“Now, Emblem,” says I, when the coffee was prepared, “let me see you put this powder in the pot, and as you always were an absent-minded sort of wench, ’twere best that you forgot that you had done so.”
“Very good, my lady,” Emblem says, with a wonderfully sagacious look. And immediately she had poured the contents of the packet in the coffee. I took up the pot and said, with an air of notable severity:
“Of course, this coffee is as pure as possible, and could not be doctored any way? I think that is so, Emblem?”
“Oh! lord yes, ma’am; it is indeed,” cries Emblem the immaculate.
“Well,” says I, “so soon as we can be positive that the gentlemen are abed, and at their ease in slumber’s lap, the fun shall get afoot.”
We sat down by the hearth for the thereabouts of half an hour, that they might have ample time to attain this Elysian state. Later I wrapped the admirable Emblem up the very model of a plotter, and despatched her to the sentry on guard at the stable door, with the compliments of her mistress and a pot of coffee, to keep the cold out.
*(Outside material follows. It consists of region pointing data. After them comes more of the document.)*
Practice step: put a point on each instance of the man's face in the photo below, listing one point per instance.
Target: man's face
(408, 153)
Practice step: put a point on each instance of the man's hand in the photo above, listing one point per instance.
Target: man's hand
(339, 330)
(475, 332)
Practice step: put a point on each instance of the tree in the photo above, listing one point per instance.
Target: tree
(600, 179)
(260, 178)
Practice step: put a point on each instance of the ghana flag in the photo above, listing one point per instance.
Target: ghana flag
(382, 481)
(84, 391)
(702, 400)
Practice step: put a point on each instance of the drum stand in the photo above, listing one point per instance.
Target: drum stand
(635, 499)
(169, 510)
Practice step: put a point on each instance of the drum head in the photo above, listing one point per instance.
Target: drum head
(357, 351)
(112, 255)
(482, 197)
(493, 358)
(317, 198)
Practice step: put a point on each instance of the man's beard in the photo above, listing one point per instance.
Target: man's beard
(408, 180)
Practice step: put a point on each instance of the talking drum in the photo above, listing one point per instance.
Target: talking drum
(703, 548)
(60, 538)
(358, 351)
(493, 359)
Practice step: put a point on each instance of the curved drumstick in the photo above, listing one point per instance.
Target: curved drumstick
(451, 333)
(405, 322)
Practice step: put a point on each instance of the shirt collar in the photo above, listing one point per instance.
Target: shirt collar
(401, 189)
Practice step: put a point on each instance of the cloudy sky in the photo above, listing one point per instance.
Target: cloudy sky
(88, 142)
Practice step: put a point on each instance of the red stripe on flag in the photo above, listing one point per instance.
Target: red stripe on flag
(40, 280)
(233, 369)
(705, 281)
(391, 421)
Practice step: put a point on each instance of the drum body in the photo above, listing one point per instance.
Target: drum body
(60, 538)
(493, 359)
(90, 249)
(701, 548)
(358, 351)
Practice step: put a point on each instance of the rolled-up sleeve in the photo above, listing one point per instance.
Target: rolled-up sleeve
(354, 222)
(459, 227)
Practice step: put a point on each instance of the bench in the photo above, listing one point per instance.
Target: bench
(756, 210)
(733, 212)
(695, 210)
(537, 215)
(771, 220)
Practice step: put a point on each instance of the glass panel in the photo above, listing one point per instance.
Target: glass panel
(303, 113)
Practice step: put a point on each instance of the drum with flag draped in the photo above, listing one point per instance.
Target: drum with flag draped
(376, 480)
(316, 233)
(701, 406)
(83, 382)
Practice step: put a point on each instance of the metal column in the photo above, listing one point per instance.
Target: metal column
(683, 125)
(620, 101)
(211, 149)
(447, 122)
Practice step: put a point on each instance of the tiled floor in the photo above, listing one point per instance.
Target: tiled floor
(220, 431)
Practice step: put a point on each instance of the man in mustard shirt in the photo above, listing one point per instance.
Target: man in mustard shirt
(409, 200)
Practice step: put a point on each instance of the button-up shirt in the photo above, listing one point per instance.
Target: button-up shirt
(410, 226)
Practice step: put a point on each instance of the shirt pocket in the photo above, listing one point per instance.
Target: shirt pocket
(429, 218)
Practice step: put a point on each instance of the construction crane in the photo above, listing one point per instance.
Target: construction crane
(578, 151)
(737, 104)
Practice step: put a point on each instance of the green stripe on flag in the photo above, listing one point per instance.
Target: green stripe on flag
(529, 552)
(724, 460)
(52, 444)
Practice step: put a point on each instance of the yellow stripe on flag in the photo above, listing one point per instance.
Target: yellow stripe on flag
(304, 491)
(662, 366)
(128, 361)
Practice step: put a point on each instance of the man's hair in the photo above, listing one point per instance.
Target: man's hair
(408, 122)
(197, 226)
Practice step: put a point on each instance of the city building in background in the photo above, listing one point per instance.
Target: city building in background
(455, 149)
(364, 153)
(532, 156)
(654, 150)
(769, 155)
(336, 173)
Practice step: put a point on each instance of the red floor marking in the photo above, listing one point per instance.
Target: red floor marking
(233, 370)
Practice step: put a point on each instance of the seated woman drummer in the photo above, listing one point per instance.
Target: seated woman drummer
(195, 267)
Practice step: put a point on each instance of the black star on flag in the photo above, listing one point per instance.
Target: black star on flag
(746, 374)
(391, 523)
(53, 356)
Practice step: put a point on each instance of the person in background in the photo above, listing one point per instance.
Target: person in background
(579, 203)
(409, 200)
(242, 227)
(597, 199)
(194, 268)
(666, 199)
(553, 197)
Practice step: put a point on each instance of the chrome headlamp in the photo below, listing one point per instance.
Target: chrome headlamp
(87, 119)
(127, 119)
“For I’m sure, poor man,” I piously observed, “it must be perishing out there in a frosty, wintry night of this sort.”
“It must, indeed, my lady,” Emblem says, with the gravity of a church; “and had I not better wait while he drinks it, ma’am, and bring the empty pot back? And had I not better put my carpet slippers on, and steal out carefully and without committing the faintest sound when I unbolt the kitchen door?”
“Emblem,” cries I, dealing her a light box on the ears, “to-night I will discard this darling of a gown I’m wearing. To-morrow it is yours.”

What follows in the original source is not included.